Bankruptcy Fraud: Signs of Trouble and How to React

Bankruptcy Fraud: Signs of Trouble and How to React

January 2016

 

IN THIS ISSUE

— Faltering Business or Shady Business? Signs of Bankruptcy Fraud
— Falling Victim to Bankruptcy Fraud: How to Respond

GREETINGS!

Welcome to the January edition of our newsletter! In this issue, we’ll examine the signs that a bankruptcy proceeding may have been initiated by, or tainted by, fraudulent acts as well as tips on how creditors can respond.

FALTERING BUSINESS OR SHADY BUSINESS? SIGNS OF BANKRUPTCY FRAUD

Since the financial crisis of 2008, courts have been awash in personal and corporate bankruptcy proceedings, with myriad companies seeking relief or protection from creditors. Some of these proceedings are likely the result of difficult economic circumstances, but some may also be the result of intentional, fraudulent acts by executives, and if your company has done business with a vendor, or client, that is considering bankruptcy, there are some signs to look for that may merit further investigation.

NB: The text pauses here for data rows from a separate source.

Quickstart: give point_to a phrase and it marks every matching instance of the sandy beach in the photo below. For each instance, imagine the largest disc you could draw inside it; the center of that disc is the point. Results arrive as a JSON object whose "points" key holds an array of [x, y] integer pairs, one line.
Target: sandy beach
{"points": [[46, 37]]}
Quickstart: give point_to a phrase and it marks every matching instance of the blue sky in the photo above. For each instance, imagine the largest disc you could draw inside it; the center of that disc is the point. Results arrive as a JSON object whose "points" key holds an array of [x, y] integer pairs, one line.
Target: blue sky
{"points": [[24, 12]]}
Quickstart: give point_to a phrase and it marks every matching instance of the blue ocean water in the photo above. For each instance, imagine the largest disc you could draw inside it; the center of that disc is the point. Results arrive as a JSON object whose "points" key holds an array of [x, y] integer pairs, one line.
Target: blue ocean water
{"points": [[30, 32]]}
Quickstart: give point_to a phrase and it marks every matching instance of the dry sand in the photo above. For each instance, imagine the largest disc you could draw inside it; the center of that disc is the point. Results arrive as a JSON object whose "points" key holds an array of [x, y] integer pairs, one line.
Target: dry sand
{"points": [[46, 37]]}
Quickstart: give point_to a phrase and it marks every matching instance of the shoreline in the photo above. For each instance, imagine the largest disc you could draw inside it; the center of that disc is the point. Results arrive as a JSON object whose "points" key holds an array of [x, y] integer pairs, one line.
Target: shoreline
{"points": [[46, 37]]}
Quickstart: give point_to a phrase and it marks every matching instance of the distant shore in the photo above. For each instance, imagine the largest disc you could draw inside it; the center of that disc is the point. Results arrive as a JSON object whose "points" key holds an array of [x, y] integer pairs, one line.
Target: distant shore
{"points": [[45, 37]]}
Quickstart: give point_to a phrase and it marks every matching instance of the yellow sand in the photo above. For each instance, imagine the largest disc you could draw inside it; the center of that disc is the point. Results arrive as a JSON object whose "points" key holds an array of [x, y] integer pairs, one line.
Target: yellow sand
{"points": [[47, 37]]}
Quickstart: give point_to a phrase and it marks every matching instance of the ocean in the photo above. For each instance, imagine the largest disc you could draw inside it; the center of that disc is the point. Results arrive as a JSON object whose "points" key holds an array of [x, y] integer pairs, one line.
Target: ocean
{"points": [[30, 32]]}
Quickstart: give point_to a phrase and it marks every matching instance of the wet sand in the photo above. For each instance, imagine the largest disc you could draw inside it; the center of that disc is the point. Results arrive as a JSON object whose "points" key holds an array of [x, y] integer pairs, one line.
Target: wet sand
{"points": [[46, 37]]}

One potential indicator may be a significant change in ownership or management. If your company had supplied automobile parts to a large repair shop chain, for example, and new owners replaced the long-standing ownership (also replacing their executives), the background of the new owners and managers may be relevant. Although not an overt indicator of fraud, an established company presents such an opportunity for new managers to trade upon the company’s reputation as a means of extending lines of credit that the owners never intend to repay, for example.

Another potential indicator is that a company suddenly begins accruing a great deal more debt than it has traditionally; if your client has a relationship with the company, they may know about this directly, but sources such as Dun & Bradstreet or Experian also track the age and amount of debt, as well as a company’s payment habits and history.

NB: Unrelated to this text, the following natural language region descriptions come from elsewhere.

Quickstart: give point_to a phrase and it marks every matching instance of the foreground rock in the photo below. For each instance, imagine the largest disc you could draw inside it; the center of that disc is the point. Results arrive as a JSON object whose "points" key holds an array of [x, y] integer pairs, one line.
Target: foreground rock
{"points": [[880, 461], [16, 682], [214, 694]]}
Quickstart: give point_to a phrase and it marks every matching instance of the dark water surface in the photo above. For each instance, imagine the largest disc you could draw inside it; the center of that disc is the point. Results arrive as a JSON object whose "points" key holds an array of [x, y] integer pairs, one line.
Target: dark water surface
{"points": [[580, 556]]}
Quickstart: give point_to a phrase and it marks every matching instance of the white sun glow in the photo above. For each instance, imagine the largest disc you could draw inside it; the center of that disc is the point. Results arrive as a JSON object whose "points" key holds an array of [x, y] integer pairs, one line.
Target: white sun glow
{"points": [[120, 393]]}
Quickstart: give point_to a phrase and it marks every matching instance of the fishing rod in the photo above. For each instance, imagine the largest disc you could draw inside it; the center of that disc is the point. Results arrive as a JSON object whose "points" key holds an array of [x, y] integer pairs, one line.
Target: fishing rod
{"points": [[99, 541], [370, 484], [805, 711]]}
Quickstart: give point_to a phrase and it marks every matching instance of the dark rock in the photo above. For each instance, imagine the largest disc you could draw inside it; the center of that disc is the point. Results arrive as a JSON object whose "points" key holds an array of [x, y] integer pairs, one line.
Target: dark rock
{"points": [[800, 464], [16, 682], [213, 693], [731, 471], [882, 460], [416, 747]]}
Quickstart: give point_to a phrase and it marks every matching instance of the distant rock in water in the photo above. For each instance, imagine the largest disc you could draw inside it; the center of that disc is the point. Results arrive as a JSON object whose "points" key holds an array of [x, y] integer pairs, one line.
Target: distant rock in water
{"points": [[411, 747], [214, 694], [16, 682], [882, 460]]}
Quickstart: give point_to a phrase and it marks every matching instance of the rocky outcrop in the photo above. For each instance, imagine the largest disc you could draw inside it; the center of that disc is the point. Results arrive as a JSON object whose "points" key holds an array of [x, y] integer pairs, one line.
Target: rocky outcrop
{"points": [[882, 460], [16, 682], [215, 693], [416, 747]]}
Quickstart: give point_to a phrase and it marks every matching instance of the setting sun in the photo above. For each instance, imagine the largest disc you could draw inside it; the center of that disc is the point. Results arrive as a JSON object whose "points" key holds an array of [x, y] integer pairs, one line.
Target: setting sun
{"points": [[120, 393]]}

FALLING VICTIM TO BANKRUPTCY FRAUD: HOW TO RESPOND

The process of being victimized by bankruptcy fraud is a painful one that begins long before a petition is filed, with repeated calls or letters seeking payment typically being the first course of action. Once a petition has been filed, if it is accepted by the court, creditors can file an adversary proceeding, a separate action before the bankruptcy court most often used to recover monies or property the creditor believes were fraudulently withheld or converted before the petition was filed. For instance, if the company owned a warehouse for many years and it was transferred to an unknown limited liability company shortly before bankruptcy, that could be a fraudulent conveyance. The best way to research this type of transaction is to review public records and, if approved by your counsel, to have a researcher speak with former employees in a position to know more about questionable decisions or transactions.

Bankruptcy fraud takes many forms and has numerous nuances, but the same principles apply no matter the particulars: vigilance and persistence during a relationship, and thorough research of a party’s actions after a petition is filed, can help prevent, or at least mitigate, the prospect of your client losing all they were owed or, at best, getting only pennies on the dollar via the typical bankruptcy process.